Yes, I had to “let go”, too, and M.Beattie says it very well in her book about letting go NOT meaning not caring. I don’t remember the exact quote. I had to distance myself a bit, but I kept letting him know that I was still his friend.
And his cat keeps him sober, he says.


#10

I understand your feelings of obligation in taking the loved one under your roof. If it is affecting your spouse and/or children or the relationship between any of you, the sister must go. I would be very concerned about having my children around a person who is actively drinking and lying. There is a very fine line between being supportive and enabling. You have been given some very good advice by other posters. Arm yourself with as much info on alcoholism as you can and keep always in mind your first commitment must be to your spouse and children. Peace be with you.


#11

You need to email or PM LSK. Find her in the member directory and look up her posts. They can be very helpful to you.


#12

I own that book. It has been helpful under other circumstances in my life. I think it might rate a re-read.


#13

Get to an al-anon meeting.

al-anon.alateen.org/meetings/meeting.html


#14

Go to AL-ANON. AL-ANON is the sister organization to Alcoholics Anonymous. I am a recovered alcoholic, 23 years sober in AA.:thumbsup:

Please try to understand that you cannot help an alcoholic in denial, but you can help yourself in AL-ANON, which will also help you deal with the Alcoholic. You must learn to detach yourself from the problem, and not be part of the problem as an enabler.:frowning:

After you are comfortable in AL-ANON, you may want to go to some “open” AA meetings and hear the stories there, to better understand the battle that we alcoholics have to fight.

Do not give up hope.

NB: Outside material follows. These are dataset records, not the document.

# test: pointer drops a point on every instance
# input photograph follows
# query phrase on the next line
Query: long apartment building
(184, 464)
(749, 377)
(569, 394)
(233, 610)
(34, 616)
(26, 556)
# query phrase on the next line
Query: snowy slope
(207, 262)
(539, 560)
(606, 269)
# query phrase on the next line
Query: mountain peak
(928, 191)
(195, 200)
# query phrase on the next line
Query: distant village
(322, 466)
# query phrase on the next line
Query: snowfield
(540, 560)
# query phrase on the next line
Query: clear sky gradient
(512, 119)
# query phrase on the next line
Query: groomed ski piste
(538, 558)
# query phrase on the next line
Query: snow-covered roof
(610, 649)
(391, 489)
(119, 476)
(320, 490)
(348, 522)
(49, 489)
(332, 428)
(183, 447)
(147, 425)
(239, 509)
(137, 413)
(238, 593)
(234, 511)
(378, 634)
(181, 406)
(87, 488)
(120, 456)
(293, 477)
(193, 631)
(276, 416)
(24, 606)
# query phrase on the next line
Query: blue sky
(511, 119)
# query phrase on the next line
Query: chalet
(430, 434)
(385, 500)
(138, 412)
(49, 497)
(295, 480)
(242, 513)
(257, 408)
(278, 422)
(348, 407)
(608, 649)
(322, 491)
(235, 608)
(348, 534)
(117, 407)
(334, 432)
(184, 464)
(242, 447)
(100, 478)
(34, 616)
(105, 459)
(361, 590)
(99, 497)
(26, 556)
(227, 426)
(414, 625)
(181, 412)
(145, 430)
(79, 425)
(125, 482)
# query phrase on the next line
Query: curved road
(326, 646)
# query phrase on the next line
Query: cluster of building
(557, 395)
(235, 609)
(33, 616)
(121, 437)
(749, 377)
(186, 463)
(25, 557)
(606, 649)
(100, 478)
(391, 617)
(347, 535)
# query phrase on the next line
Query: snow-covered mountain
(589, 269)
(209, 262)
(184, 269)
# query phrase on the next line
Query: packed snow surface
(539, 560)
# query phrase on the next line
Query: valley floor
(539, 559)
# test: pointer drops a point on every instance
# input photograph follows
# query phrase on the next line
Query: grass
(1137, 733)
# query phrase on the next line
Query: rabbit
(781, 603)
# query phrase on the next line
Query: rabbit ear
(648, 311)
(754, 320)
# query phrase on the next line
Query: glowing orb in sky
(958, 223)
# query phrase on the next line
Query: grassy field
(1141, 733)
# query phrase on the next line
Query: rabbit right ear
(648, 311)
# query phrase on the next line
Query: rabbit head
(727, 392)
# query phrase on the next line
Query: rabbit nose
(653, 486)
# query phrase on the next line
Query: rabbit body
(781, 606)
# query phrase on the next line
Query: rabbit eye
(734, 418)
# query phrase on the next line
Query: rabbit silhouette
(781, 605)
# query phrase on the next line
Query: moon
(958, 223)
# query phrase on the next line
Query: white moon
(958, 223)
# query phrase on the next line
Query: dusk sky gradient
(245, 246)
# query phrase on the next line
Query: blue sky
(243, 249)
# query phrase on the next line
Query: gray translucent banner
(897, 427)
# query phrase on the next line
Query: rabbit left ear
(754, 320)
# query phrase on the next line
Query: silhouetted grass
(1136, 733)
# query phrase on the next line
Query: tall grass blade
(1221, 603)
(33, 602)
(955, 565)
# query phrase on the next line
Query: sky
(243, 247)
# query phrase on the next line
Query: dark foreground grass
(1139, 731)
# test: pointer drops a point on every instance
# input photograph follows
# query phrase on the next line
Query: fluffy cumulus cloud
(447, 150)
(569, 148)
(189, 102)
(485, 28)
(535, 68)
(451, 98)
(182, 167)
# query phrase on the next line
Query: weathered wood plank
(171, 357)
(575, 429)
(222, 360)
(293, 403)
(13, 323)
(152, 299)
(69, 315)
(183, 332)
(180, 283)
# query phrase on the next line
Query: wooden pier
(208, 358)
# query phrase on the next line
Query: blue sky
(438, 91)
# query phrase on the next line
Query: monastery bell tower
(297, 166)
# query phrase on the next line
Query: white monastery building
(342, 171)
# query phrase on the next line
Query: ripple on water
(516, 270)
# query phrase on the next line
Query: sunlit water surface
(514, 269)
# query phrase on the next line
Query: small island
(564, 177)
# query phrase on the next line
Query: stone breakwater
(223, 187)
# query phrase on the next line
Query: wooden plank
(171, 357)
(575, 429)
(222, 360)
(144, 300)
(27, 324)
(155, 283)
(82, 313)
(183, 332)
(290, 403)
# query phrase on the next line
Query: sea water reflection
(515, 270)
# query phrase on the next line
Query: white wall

Pray…but go to AL-ANON. Please


#15

I am concerned, do you have children in your home? This is not a good situation at all. The best thing would be to ask her to leave your home, you are helping her to avoid her problems by letting her stay but you probably already knew that, it’s just too hard for you to do.

Should you call the cops if she drinks and drives? I beleive you are morally obligated to. If she were to hurt or kill someone that would be awful to feel that blood was partially on your hands. Better your sister in jail then someone hurt or dead.

Remember the big picture here too: it is about your sister’s soul and if she ultimately goes to heaven. Really that is all that should matter to any of us! Giving her a job, place to live, money and keeping her out of jail are meaningless if her soul is in trouble. Do not worry about her life here on earth, worry about her eternal soul and pray. Your sister needs to turn to God, not to you for help. I will pray for you this must be so hard for you.